TRIBUNNEWS.COM, JAKARTA --- Sekjen Partai Golkar, Idrus Marham, menegaskan bahwa arah politik Partai Golkar akan diputuskan pada Rapat Pimpinan Nasional (Rapimnas) yang akan digelar pada 18 Mei mendatang. Sebelum itu kata dia Partai Golkar tidak memutuskan apa-apa.
Kepada wartawan di kediaman mantan Wakil Presiden, Jusuf Kalla, Kebayoran Baru, Jakarta Selatan, Kamis (15/5/2014), Idrus mengatakan bahwa di Rapimnas itu juga kata dia akan dipastikan status calon presiden (Capres) Ketua Umum DPP Partai Golkar, Aburizal Bakrie atau Ical.
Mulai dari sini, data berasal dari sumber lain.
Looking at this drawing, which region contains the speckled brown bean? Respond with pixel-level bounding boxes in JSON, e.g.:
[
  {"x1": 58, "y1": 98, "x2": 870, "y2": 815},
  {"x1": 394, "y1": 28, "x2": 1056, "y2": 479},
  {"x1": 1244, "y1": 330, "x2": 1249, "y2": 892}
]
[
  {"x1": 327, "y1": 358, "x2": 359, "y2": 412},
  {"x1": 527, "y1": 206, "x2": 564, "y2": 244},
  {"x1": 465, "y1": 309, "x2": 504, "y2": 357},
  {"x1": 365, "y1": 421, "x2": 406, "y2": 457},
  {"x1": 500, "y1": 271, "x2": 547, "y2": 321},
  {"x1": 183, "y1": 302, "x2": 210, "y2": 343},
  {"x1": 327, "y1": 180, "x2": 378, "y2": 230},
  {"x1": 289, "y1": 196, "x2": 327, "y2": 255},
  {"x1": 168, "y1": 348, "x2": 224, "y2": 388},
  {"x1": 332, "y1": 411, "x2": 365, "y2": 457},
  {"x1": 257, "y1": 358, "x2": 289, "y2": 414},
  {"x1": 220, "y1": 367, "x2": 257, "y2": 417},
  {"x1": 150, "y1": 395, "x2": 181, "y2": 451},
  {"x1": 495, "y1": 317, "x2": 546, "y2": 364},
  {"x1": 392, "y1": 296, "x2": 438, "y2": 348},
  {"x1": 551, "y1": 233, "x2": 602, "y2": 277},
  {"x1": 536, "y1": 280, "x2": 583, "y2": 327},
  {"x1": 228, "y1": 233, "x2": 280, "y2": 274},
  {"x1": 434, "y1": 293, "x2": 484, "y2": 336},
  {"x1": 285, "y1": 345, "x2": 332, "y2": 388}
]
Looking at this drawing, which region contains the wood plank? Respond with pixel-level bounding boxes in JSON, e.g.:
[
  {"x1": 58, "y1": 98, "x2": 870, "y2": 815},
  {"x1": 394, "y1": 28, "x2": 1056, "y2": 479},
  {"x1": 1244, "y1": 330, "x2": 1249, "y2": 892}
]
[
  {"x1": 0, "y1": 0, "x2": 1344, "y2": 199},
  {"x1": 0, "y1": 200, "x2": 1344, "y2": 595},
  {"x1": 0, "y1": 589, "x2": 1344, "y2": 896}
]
"Rapimnas lah yang menetapkan kepastian (status capres Ical). Partai Golkar itu partai besar, taat azas, bukan partai kerumunan. Kalau tiba-tiba ada berubah, itu (partai) kerumunan," katanya.
Ical diketahui sudah menyambangi sejumlah petinggi partai, mulai dari calon presiden dari Partai Gerindra, Prabowo Subianto, Ketua Umum DPP Partai Demokrasi Indonesia Perjuangan (PDIP), Megawati Sukarnoputri, hingga calon presiden, PDIP, Joko Widodo (Jokowi).
Baik Prabowo mau pun Jokowi, berdasarkan hasil survei diketahui memiliki elektabilitas jauh lebih tinggi dari Ical. Oleh karena itu jika Partai Golkar berkoalisi dengan Partai Gerindra maupun PDIP, Ical harus menanggalkan status capresnya menjadi calon wakil presiden (cawapres). Menurut Idrus sejauh ini tidak ada pembicaraan soal Ical sebagai calon wakil presiden.
"Kita tidak membicaralan itu (cawapres), ARB (red. Ical) juga tidak membicarakan itu, ARB menyerahkan semuanya ke keputusan Rapimnas," katanya.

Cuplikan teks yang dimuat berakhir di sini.